However, there is something else worrying as well. By looking at the results in the log file:
accumulated results ABS integral = 0.5385E-10 +/- 0.7298E-13 ( 0.136 %)
accumulated results Integral = 0.2442E-11 +/- 0.6376E-13 ( 2.611 %)
accumulated results Virtual = 0.1518E-11 +/- 0.1351E-12 ( 8.901 %)
accumulated results Virtual ratio = -.4504E+02 +/- 0.1745E-01 ( 0.039 %)
accumulated results ABS virtual = 0.1082E-09 +/- 0.1338E-12 ( 0.124 %)
accumulated results Born*ao2pi = 0.5401E-13 +/- 0.1457E-15 ( 0.270 %)
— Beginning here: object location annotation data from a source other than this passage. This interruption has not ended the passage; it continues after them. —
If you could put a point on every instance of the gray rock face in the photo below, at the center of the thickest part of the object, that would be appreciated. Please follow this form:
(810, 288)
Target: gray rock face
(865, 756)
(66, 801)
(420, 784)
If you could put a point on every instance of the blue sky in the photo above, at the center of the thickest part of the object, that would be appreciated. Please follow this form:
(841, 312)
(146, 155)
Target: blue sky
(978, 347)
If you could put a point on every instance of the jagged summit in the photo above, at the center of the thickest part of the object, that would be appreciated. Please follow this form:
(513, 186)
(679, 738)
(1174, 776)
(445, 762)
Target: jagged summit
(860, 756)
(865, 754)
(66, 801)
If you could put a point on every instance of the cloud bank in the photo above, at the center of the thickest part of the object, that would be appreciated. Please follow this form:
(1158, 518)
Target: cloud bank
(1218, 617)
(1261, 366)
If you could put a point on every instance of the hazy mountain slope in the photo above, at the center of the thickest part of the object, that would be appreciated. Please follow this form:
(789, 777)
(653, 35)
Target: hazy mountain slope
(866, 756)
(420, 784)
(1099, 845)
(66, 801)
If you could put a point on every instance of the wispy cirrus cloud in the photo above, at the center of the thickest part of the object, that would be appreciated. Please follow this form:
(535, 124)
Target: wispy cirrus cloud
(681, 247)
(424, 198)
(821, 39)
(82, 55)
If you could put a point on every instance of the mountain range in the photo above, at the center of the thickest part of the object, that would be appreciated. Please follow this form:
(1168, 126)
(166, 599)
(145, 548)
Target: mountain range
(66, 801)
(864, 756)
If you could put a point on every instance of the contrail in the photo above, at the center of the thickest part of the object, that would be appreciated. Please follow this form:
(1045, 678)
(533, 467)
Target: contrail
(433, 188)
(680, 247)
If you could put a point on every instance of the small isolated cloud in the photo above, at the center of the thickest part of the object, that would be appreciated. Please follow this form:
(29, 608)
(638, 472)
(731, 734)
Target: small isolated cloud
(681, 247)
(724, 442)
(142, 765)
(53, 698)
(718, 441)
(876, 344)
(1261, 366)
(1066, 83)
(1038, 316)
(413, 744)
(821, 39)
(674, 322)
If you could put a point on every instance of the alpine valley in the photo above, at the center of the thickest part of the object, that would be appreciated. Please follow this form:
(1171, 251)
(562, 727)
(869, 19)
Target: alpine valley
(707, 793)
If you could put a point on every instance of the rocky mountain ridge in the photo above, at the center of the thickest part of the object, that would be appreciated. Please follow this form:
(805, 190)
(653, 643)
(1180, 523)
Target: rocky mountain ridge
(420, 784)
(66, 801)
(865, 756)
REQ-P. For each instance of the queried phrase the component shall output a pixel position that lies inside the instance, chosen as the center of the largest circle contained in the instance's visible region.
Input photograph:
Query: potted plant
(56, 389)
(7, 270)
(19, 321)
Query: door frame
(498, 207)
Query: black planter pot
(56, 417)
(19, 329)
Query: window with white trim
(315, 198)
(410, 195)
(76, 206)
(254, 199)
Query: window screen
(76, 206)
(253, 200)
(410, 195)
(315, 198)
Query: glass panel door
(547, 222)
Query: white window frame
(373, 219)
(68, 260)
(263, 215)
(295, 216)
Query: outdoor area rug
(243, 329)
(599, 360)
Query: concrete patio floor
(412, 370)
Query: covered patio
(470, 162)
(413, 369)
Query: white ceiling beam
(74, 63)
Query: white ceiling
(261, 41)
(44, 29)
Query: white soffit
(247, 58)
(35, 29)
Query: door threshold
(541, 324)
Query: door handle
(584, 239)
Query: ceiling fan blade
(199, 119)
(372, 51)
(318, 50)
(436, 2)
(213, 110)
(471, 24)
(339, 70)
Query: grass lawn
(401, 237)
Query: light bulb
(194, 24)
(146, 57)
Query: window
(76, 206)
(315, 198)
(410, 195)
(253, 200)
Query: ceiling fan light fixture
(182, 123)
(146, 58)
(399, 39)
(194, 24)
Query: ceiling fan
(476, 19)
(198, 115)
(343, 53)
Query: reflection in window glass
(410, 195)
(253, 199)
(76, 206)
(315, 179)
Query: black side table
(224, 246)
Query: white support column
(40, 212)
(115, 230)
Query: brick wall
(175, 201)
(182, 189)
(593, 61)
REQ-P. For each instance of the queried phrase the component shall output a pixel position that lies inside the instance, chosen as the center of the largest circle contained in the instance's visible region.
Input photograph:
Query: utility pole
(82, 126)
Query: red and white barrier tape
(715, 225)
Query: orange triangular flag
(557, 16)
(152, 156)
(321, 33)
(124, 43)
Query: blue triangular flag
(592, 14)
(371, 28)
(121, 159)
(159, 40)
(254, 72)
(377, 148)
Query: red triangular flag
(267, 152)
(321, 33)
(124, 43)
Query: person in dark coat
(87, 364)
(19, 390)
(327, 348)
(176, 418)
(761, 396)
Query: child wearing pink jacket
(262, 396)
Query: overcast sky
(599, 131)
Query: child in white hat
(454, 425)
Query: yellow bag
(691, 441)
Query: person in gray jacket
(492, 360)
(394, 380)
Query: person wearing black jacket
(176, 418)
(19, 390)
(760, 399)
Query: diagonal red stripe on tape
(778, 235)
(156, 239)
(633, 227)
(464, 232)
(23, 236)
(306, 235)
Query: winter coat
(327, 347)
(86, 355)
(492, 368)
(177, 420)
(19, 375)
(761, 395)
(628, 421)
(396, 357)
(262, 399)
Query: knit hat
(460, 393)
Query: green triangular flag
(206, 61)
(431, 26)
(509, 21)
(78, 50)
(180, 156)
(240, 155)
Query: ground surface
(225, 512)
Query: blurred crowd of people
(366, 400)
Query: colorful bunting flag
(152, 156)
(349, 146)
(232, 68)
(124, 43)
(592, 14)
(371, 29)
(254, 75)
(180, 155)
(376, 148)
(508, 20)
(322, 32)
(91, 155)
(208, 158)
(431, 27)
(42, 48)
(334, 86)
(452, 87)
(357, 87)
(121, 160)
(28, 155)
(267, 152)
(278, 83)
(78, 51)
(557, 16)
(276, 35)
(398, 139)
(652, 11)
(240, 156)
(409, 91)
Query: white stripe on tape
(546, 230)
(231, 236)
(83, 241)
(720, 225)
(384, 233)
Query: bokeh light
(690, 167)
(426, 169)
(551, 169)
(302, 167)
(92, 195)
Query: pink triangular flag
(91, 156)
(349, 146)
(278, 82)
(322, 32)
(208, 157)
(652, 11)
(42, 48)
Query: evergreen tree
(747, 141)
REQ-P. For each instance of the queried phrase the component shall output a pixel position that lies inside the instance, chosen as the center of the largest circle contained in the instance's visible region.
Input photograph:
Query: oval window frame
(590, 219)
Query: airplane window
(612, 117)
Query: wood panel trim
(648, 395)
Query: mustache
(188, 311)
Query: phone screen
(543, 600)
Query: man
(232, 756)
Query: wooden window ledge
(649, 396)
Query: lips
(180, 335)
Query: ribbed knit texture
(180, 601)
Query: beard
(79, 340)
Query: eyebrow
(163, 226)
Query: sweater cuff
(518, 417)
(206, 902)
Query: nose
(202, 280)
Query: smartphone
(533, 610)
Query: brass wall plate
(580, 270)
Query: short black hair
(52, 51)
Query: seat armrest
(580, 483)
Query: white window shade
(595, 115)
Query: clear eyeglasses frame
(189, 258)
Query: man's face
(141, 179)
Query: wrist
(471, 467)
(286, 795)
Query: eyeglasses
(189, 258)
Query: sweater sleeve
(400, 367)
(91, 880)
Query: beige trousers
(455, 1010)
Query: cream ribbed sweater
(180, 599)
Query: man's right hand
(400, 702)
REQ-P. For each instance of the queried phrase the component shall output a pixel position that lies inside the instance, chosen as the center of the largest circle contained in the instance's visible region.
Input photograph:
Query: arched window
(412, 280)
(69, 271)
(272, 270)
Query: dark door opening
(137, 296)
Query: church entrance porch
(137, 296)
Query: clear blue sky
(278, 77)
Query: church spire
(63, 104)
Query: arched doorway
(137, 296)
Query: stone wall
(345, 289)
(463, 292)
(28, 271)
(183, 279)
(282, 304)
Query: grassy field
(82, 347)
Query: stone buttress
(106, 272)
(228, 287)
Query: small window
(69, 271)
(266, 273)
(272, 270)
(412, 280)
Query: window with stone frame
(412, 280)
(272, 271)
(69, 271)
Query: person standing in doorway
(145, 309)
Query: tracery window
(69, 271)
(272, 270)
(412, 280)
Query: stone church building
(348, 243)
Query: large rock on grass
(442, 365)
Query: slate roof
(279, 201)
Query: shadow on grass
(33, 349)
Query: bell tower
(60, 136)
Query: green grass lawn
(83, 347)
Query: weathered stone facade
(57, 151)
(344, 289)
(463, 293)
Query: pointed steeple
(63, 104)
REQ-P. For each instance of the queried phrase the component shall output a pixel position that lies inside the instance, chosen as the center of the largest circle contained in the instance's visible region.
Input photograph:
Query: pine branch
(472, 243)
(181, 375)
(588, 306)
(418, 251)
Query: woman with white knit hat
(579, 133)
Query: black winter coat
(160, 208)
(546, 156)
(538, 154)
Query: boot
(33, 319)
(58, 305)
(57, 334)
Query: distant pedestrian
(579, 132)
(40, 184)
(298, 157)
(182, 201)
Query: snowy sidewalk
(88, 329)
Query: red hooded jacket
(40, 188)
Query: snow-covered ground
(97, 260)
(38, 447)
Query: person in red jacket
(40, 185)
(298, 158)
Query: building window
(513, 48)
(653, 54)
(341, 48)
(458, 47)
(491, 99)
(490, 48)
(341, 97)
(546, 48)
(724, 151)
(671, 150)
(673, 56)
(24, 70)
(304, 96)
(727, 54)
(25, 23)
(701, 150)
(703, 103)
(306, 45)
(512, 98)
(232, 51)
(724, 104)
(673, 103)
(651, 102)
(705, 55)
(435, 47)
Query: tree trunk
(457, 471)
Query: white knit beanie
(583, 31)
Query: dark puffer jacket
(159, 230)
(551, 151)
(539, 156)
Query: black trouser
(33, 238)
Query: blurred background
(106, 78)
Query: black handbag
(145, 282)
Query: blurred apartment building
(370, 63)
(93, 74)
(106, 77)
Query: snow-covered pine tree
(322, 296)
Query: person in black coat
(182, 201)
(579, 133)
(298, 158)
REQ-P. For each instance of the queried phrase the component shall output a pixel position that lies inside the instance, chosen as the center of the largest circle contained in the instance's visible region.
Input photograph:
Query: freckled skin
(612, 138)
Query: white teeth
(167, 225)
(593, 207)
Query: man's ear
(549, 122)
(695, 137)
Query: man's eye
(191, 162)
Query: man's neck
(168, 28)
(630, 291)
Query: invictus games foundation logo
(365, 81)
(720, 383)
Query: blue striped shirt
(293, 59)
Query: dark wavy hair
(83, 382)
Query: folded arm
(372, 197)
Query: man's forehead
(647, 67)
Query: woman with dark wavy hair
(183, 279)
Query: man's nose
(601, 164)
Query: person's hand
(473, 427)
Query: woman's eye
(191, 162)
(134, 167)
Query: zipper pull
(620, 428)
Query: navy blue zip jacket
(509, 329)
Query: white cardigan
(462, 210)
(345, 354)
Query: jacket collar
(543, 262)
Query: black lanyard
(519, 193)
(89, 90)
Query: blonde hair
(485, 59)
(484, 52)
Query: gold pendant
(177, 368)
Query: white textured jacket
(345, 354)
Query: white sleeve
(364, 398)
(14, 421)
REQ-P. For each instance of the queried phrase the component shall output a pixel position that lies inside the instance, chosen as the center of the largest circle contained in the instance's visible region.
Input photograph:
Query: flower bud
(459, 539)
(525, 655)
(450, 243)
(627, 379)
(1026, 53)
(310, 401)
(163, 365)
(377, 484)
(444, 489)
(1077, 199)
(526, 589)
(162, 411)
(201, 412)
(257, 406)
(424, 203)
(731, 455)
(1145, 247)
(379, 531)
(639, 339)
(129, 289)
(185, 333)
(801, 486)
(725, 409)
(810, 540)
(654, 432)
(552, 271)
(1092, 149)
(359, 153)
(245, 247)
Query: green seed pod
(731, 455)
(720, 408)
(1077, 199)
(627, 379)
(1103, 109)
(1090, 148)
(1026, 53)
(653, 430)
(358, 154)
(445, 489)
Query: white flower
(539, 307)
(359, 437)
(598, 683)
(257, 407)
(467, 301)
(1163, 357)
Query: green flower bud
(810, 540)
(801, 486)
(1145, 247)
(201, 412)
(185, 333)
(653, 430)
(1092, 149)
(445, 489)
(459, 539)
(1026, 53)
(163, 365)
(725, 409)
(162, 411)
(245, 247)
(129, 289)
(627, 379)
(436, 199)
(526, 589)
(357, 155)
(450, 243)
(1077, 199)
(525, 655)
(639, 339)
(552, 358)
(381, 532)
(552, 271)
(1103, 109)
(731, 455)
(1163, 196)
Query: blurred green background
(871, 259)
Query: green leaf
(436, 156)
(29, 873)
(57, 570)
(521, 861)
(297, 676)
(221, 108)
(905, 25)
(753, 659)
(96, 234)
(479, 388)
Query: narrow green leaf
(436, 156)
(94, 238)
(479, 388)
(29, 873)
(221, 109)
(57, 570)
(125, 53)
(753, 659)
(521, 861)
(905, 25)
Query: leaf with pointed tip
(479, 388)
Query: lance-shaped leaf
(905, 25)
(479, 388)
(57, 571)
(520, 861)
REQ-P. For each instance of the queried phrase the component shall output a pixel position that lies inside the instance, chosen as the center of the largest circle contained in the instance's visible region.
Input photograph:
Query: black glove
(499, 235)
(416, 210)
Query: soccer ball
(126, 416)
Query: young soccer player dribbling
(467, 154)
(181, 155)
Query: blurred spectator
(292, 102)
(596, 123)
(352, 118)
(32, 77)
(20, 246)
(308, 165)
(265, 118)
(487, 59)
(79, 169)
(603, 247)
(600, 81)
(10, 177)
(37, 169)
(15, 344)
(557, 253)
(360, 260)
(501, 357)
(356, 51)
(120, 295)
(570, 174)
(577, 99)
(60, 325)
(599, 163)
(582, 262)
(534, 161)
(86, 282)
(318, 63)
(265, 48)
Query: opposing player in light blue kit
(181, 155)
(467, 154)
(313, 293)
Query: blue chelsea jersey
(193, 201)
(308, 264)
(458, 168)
it seems to me that the contribution from the virtual corrections is large and that there are very large cancelations in that virtual. (The integral of the absolute value of the virtual corrections is twice as large as the integral of the absolute value of the total integrand). This really suggest that there is either a serious problem with the renormalisation scale used for this process (could be: it's set automatically in the FxFx scheme, which has not really been tested in such an extreme request on the invariant mass of the leptons), or a real problem with the stability of the virtual corrections. The latter might be a problem, given that you have some phase-space points that even with quadruple precision were still marked as unstable.
I'm not sure which of the above is the problem. But I think that both will go away if you use a much larger merging scale, and therefore you can also use a much harder generation cut on the light jet. Using a large merging scale is not strange: compared to a 3TeV invariant mass cut, a (several) hundred GeV jet can still be considered soft. Unfortunately, this means that you'll have to rely a lot on the shower to describe those soft-ish, which, as you know, lacks possible correlations between jets that are present in the matrix elements.
To really understand this problem would require quite a bit of investigation and might therefore take a couple of months.
best,
Rikkert